Il patetico spot contro la pirateria tradisce l'ipocrisia di un sistema che ha dimenticato i tifosi, e se ne ricorda solo quando c'è da spennarli.

Improvvisamente il tifoso è tornato al centro del villaggio. Non più considerato come piaga sociale da estirpare, un fallito che non ha niente di meglio da fare che andare a seguire la propria squadra dal vivo, ma nuovamente il fulcro del sistema. L’asse intorno al quale tutto gira. All’inizio della nuova stagione di Serie A è stato infatti lanciato uno spot pubblicitario dove un bambino ci racconta che il calcio sta morendo. E fin qui, nulla di nuovo, almeno non per noi. Ma proprio quando si crede che si stia cambiando rotta, e che finalmente si voglia affrontare il problema con criterio, ecco che con voce affranta ci viene ricordato che il vero problema del pallone è la pirateria.

Dunque è lo streaming che non invoglia più il tifoso ad andare allo stadio. Stupidi noi a puntare ancora il dito contro il continuo innalzamento dei prezzi per un singolo biglietto: no, la colpa è di chi aggira il sistema delle pay-tv attraverso siti illeciti! Ma d’altronde, noi ancora che ci meravigliamo ascoltando simili affermazioni. Il sistema calcio si è da tempo calato le braghe dinanzi alle grandi aziende televisive, ed è poi  normale ritrovarsi pubblicità di questo tipo. Il calcio spezzatino è ormai abitudine – ma non normalità – per il tifoso, costretto a rinunciare spesso e volentieri ad altri piaceri per rispettare le regole imposte dai diritti televisivi.

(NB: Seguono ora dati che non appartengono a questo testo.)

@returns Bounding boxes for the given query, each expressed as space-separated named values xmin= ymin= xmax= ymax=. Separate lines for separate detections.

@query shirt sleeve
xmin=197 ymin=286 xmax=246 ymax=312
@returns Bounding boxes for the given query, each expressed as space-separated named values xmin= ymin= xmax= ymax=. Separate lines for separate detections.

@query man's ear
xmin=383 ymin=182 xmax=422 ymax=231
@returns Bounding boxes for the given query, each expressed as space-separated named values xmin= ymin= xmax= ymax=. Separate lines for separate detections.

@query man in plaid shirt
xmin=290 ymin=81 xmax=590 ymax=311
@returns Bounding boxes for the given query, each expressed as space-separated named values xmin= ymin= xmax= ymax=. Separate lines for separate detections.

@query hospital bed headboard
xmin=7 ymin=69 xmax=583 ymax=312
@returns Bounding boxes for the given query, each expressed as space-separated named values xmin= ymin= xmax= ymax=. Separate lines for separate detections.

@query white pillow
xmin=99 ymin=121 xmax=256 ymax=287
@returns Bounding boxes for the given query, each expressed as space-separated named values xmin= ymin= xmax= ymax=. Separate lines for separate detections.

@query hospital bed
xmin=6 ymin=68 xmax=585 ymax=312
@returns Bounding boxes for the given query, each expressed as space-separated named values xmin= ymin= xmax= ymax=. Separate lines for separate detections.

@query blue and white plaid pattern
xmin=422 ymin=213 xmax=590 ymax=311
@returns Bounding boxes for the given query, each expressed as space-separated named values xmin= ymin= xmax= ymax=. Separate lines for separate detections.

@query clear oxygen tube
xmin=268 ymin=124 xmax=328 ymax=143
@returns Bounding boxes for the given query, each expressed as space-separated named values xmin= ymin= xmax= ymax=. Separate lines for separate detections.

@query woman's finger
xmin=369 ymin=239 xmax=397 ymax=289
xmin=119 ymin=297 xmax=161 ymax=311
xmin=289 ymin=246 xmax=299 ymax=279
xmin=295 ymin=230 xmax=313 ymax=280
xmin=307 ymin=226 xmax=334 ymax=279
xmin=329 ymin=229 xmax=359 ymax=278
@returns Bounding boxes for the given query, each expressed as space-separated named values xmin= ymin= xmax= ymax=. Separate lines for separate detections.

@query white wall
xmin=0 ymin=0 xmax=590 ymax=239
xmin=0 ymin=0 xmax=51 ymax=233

Uno spot semplicemente patetico

Per quanto riguarda le partite in Europa il concetto non cambia. Due squadre della stessa nazionalità non possono giocare nel medesimo giorno, altrimenti si perde in share. Ascolti, numeri, introiti. È tutto deciso in base ad esigenze economiche. In realtà, un piccolo passo in avanti è stato compiuto almeno concettualmente dalla UEFA che, da quest’anno, ha deciso di fissare un tetto massimo ai prezzi per i tifosi in trasferta: 70€ per le partite di Champions e 45€ per quelle di Europa League.

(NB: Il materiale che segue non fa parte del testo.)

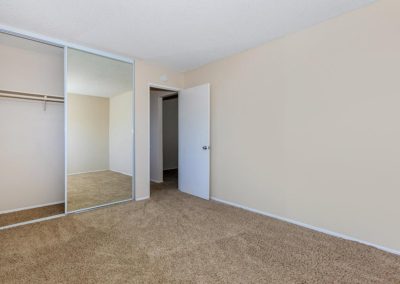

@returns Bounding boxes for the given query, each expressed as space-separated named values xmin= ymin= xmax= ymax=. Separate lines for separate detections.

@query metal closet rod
xmin=0 ymin=90 xmax=64 ymax=103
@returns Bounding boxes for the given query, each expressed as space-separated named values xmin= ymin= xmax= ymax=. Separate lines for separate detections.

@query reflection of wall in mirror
xmin=68 ymin=94 xmax=110 ymax=174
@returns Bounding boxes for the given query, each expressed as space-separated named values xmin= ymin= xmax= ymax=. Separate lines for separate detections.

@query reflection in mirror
xmin=67 ymin=48 xmax=133 ymax=212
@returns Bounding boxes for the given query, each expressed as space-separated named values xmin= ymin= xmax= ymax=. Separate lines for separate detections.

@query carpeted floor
xmin=0 ymin=170 xmax=400 ymax=284
xmin=67 ymin=171 xmax=132 ymax=211
xmin=0 ymin=203 xmax=64 ymax=227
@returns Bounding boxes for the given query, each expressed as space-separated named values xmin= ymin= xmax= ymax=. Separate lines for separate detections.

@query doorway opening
xmin=150 ymin=87 xmax=179 ymax=194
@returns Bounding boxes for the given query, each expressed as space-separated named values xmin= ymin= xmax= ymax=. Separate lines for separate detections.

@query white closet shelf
xmin=0 ymin=89 xmax=64 ymax=103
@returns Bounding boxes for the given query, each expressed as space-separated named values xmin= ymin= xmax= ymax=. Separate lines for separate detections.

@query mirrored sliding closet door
xmin=66 ymin=48 xmax=133 ymax=212
xmin=0 ymin=32 xmax=65 ymax=228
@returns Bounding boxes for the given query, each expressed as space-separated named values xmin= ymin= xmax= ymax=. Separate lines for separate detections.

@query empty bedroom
xmin=0 ymin=0 xmax=400 ymax=284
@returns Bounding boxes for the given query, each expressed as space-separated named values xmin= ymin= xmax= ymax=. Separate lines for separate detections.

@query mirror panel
xmin=66 ymin=48 xmax=133 ymax=212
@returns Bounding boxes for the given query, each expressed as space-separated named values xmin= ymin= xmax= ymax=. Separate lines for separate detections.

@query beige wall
xmin=0 ymin=33 xmax=64 ymax=212
xmin=67 ymin=94 xmax=110 ymax=175
xmin=109 ymin=92 xmax=133 ymax=175
xmin=163 ymin=98 xmax=178 ymax=170
xmin=135 ymin=60 xmax=183 ymax=199
xmin=185 ymin=0 xmax=400 ymax=253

Tralasciando il fatto che si è ancora molto lontani da un costo umano ed accessibile – davvero – a tutti, almeno la massima istituzione calcistica europea si propone di venire incontro a coloro che sono alla base della piramide: i supporters. Quindi come non condividere le parole del Presidente della UEFA, Aleksander Ceferin, che in occasione di questa iniziativa ha dichiarato:

“i tifosi sono la linfa vitale del calcio. Dunque, chi segue la sua squadra in trasferta deve poter acquistare i biglietti ad un prezzo ragionevole, considerando le spese già sostenute per il viaggio”. 

Working class game (almeno una volta), business class prices

A primo impatto, tutto molto bello. Perché se da una parte si è deciso di adottare una politica volta ad aiutare chi si muove per seguire la propria squadra, dall’altra ciò non è ancora sufficiente. È vero che i costi sopra indicati sono il tetto massimo che si può imporre, ma allo stesso tempo si rischia di legittimare qualsiasi club che prenderà parte alle competizioni europee, e che potrà sentirsi giustificato nell’adottare questo nuovo listino prezzi.

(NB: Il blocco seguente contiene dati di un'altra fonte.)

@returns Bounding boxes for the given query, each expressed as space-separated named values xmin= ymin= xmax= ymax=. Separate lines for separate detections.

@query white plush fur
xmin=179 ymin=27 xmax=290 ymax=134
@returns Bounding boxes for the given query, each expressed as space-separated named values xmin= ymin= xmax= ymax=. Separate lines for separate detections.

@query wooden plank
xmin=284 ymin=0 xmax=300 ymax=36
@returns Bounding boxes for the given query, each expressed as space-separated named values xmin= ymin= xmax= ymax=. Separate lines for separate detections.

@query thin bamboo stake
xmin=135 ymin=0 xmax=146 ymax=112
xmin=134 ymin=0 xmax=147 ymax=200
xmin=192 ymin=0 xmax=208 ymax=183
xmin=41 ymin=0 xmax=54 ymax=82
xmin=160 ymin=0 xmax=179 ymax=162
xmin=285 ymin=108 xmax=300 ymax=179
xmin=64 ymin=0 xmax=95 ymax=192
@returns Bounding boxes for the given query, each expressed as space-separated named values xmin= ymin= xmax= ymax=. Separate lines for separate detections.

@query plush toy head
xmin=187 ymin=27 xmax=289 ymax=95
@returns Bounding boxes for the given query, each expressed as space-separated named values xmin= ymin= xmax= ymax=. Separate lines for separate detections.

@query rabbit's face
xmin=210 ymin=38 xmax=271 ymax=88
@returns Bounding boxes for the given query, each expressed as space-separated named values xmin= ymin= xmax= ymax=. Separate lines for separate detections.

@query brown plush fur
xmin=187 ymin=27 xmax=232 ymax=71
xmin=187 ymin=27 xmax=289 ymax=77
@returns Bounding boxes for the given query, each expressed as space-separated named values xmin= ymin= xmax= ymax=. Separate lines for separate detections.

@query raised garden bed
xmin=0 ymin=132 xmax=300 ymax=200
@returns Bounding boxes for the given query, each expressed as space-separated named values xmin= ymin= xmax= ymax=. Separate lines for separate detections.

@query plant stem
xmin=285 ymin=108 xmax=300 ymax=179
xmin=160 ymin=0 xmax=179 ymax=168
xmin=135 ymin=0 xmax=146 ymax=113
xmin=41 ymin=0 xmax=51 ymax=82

Certo noi speriamo che questo sia il primo tassello di un processo che ci restituirà, con il tempo, un calcio alla portata dei tifosi. Ma la domanda a questo punto sorge spontanea: se anche in Europa si sono accorti della necessità di un ridimensionamento top down, come possiamo ancora incolpare il tifoso italiano di essere la causa della morte del proprio campionato? Mettetevelo in testa, la pirateria non è altro che la risposta ai prezzi folli dei biglietti e dei pacchetti televisivi. E fidatevi: anche noi avremmo voglia di tornare allo stadio e viverci le emozioni in diretta, piuttosto che esultare in differita.